I will be having a dry January (although the weather definitely won't be).
All the other eleven months of the year will also be dry; it's now nearly nine years since I gave up drinking alcohol and it was one of the best decisions that I have made in my life.
Very occasionally at party, I get bored as people ramble on about stuff, but I often forget that it's the booze talking. Parties are about talking and listening anyway, aren't they?
When I do buy a round in a pub (I'm not mean!) I never stop being shocked at the cost of drinks. There is no way I could survive financially if I was still a drinker.
All those pages in the Sunday supplements: wine-on-a-budget, craft beers, cocktail recipes ('You must try this one...'), mean nothing, because they are ways of dressing up an addictive poison so it looks charming and harmless.
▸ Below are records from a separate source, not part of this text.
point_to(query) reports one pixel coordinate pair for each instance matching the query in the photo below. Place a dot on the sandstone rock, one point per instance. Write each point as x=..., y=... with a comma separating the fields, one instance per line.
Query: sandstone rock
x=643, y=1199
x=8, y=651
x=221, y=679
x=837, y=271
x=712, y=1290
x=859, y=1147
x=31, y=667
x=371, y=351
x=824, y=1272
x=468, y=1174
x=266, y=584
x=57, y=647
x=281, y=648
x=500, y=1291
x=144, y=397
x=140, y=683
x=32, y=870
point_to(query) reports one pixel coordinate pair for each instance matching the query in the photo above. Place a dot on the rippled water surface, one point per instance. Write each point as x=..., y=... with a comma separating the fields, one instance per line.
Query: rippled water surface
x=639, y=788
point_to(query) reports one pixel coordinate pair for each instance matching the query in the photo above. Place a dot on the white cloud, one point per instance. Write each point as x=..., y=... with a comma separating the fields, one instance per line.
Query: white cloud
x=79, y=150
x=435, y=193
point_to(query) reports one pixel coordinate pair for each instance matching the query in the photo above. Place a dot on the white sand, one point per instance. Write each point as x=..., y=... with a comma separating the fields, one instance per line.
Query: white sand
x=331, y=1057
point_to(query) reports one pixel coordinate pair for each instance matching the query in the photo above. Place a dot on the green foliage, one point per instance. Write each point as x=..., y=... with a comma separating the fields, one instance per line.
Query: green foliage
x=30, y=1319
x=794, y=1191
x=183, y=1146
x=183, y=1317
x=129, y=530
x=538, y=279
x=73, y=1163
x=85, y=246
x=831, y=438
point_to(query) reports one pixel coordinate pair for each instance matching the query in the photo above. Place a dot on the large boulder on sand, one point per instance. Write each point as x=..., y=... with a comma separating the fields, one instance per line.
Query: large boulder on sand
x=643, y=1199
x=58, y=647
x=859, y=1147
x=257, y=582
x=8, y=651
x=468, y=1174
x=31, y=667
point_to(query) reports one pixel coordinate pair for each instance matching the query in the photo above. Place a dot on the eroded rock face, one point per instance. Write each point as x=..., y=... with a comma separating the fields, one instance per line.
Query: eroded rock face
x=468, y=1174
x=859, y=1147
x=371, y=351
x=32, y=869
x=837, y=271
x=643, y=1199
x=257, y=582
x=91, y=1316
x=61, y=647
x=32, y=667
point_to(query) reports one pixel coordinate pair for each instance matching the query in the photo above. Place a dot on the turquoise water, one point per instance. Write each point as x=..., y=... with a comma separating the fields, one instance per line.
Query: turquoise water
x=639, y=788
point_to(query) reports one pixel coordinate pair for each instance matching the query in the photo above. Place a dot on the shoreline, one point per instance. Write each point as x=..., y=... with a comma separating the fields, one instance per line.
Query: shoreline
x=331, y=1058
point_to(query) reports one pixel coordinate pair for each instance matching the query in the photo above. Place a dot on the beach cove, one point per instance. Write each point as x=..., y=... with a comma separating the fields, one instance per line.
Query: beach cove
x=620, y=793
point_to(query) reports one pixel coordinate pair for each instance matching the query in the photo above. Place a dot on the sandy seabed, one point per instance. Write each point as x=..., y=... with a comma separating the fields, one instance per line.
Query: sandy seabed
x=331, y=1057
All those TV soaps set in the pub- free advertising for the brewers!
Quite a few people that I knew have died because of alcohol, and many relationships and marriages have broken up (didn't know what they were doing, because they were pissed, apparently).
What a spoilsport I am! One of those drunkards who gave up, and now starts preaching about it; except that I don't most of the time.
I think it's everyone's own business what they do to their bodies, probably, although the hangovers are a nasty consequence that sometimes lead to violence and fear, and that's not so glamorous.
The best gift that stopping boozing has given me is time; the hangovers stole whole days from my life.
Quite possibly I would be fatter and less healthy as well, but how could I tell? It's the time that I welcome; time to write blog posts to explain how time is valuable, precious, and only noticeable when it's not there any more.